Replicating BigQuery to Fabric Reloaded
In a previous post, I referred to an engagement where we used the Fabric Copy Job activity to replicate Google BigQuery tables to Fabric, so we can use Direct Lake semantic models. A few months later, the client reported that they pivoted from the Copy Job to notebooks using the Spark BigQuery connector for two main benefits:
- Much better copy performance – Although the Copy Job would copy tables in parallel, the Spark BigQuery connector reduced significantly the data transfer time. The Copy Job would fully copy all tables in about 40 min. With the Notebook, while the tables run sequentially instead of in parallel, most tables would take between 20-30 sec and one huge 140M fact table takes around 2 minutes to copy fully. Altogether, the required tables take about 20-22 minutes to load, which is almost half the time less than the Copy Job. Upon further research to understand the difference in performance, I’ve discovered that the Spark BigQuery connector (the official one from Google) uses the high-performance BigQuery Storage Read API. This is a highly optimized, columnar, parallel reader designed for analytical workloads. It can push down filters, projections (column selection), and sometimes aggregations directly to BigQuery. It streams data very efficiently to Spark executors. By contrast, the Copy Job is generic, and I don’t expect such performance gain with other sources, such as copying data from Azure SQL DB.

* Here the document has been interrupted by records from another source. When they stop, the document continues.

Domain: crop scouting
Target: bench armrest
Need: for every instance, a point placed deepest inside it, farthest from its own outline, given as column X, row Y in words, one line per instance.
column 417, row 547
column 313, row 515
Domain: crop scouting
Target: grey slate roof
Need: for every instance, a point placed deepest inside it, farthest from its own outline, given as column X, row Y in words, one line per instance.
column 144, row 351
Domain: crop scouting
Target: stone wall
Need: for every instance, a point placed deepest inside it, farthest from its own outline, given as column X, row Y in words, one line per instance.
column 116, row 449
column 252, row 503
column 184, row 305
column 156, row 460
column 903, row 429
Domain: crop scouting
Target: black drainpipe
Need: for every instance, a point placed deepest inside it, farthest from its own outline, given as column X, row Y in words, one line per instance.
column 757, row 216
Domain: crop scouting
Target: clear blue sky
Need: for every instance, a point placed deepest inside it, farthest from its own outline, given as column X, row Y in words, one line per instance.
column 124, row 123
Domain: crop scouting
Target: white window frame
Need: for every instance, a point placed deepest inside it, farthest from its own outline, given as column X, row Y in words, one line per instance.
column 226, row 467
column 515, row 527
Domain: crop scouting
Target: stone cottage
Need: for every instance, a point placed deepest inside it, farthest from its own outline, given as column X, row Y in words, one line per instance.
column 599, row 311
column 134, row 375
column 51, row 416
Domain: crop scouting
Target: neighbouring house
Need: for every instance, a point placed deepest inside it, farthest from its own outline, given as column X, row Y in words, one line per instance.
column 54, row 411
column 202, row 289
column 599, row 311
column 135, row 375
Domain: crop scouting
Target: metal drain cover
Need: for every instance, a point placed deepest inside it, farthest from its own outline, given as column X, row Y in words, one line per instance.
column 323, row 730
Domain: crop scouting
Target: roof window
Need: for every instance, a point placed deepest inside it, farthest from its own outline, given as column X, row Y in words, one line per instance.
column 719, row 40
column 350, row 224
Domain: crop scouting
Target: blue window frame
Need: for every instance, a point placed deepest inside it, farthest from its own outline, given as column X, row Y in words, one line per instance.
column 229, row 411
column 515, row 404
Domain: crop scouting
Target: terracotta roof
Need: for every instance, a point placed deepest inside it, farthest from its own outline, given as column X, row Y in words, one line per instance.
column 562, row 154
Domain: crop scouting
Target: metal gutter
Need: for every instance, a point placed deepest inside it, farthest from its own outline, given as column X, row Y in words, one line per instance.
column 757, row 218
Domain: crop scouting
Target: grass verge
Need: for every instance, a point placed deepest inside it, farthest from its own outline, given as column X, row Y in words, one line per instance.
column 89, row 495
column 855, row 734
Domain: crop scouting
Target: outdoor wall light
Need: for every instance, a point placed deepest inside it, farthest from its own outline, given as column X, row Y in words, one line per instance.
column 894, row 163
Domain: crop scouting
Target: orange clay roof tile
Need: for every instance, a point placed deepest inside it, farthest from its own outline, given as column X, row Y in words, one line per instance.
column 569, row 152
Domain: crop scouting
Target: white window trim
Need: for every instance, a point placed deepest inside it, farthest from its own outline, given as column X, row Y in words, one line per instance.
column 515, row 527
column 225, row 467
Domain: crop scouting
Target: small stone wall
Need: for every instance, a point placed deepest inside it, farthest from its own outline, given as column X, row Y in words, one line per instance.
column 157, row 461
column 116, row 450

- Custom code flexibility – For example, the client implemented data-driven metadata discovery to determine which columns to copy per table. In addition, they could trigger the notebook execution via REST API.
In summary, there are various options to replicate data from Google BigQuery to Fabric, including mirroring, Copy Job, and notebooks. Each approach has its pros and cons. Notebooks using the Spark BigQuery connector would probably give you the best throughput for batch-oriented, massive replication.